Vou, então, procurar na mão de cada um, olho indiscretamente, com um semblante ameaçador, para ver quem pegou o meu livro. Passo por um casal absorto em suas escolhas, passo por dois homens que conversam animadamente sobre terceiros ausentes, passo por um cabeludo que há dias não toma banho e segura um livro de filosofia na mão. Não está com ninguém. Volto ao ponto de partida. Cadê meu livro? Eles olham as fichas de caixa, olham de novo o balcão, olham para os clientes. A vendedora se demora no cabeludo, chama-o pelo nome e pergunta: Você pegou o livro do Nelson? E ele, com uma voz do mês passado, responde: Tá comigo.

Choque. A cena pára. Lanço faíscas para o homem. Ele me devolve um olhar de triunfo. A vendedora me olha, dizendo que minha busca terminou ali, na mão do sem-banho. A minha cara de decepção é tão grande, que ela me lança um olhar de pena. Agora só semana que vem. Ainda olho em volta, me reorientando, onde estava mesmo e o que vim fazer? Vocês só receberam um exemplar mesmo? Tem certeza? Não tem nenhum no estoque? A vendedora nem se dá ao trabalho de responder, só balança a cabeça negativamente. Tá, (suspiro), obrigada. Eu volto outro dia. Meu sábado está perdido.

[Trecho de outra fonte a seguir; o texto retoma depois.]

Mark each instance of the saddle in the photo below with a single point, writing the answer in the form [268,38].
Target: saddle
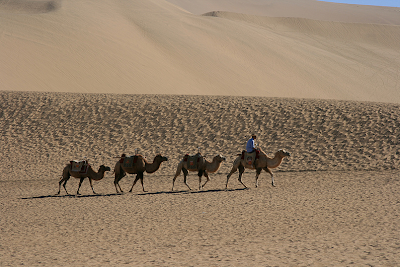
[79,166]
[128,162]
[250,157]
[193,161]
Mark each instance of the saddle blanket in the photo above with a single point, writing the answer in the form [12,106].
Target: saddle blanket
[250,157]
[130,161]
[79,166]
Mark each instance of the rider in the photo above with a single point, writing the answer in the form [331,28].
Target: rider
[251,144]
[251,147]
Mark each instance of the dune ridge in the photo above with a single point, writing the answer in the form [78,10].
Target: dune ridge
[335,203]
[154,47]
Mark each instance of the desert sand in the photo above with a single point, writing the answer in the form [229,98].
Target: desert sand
[156,47]
[96,79]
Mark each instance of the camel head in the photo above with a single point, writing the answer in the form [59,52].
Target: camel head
[219,158]
[282,153]
[160,158]
[104,168]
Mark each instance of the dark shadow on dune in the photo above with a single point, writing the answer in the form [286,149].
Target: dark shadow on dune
[191,192]
[139,194]
[24,6]
[71,196]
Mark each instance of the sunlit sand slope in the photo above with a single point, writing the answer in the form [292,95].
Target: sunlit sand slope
[49,129]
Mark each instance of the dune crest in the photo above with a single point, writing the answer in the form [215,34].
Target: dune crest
[154,47]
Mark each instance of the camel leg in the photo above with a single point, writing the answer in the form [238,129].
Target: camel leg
[91,185]
[241,171]
[185,174]
[63,180]
[178,172]
[272,176]
[173,180]
[258,171]
[141,180]
[116,183]
[138,176]
[208,178]
[200,174]
[80,183]
[234,169]
[134,182]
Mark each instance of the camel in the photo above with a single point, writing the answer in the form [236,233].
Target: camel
[204,167]
[262,163]
[91,174]
[139,167]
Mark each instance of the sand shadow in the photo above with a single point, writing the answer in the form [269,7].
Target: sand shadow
[72,196]
[191,192]
[35,7]
[138,194]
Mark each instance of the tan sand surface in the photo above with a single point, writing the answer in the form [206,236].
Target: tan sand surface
[336,202]
[156,47]
[100,78]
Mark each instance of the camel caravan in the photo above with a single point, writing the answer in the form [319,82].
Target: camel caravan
[252,158]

Uma semana depois, sábado friozinho, parece que o Rio ameaça entrar num outono besta, mesmo ritual matinal, volto à rua. Dessa vez, sem pressa, passo na farmácia, loja de discos, vídeo, olho vitrines, compro o filtro solar. O último lugar de meu passeio é a Dazibao. Cheia de amargura, lembro a frustração da semana passada, vou me acercando cuidadosamente da vitrine, olho os livros expostos, abro a porta e entro na loja. Novamente passo os olhos, agora sem muito cuidado, pelo balcão, e finjo para mim mesma que nada quero ali, não procuro nada. De repente, sou novamente atraída para o perfil familiar estampado na capa do livro e, de um salto, lanço mão do, enfim meu e só meu, exemplar. Minha vitória. Um sorriso de plena satisfação invade meu rosto e acarinho o livro, como se uma criança fosse. Abro com cuidado, folheio suas páginas e descubro um enxerto com fotografias escolhidas. Olho cada uma, leio as anotações, vejo as datas e chego, então, àquela que me faz rir alto, de puro prazer, uma foto conhecida, de tanto tempo. Compro, enfim o meu livro e alguns outros porque estou feliz. Irei para casa, caminhando contente, abraçada aos livros e começarei a ler a história que conheço um pedaço.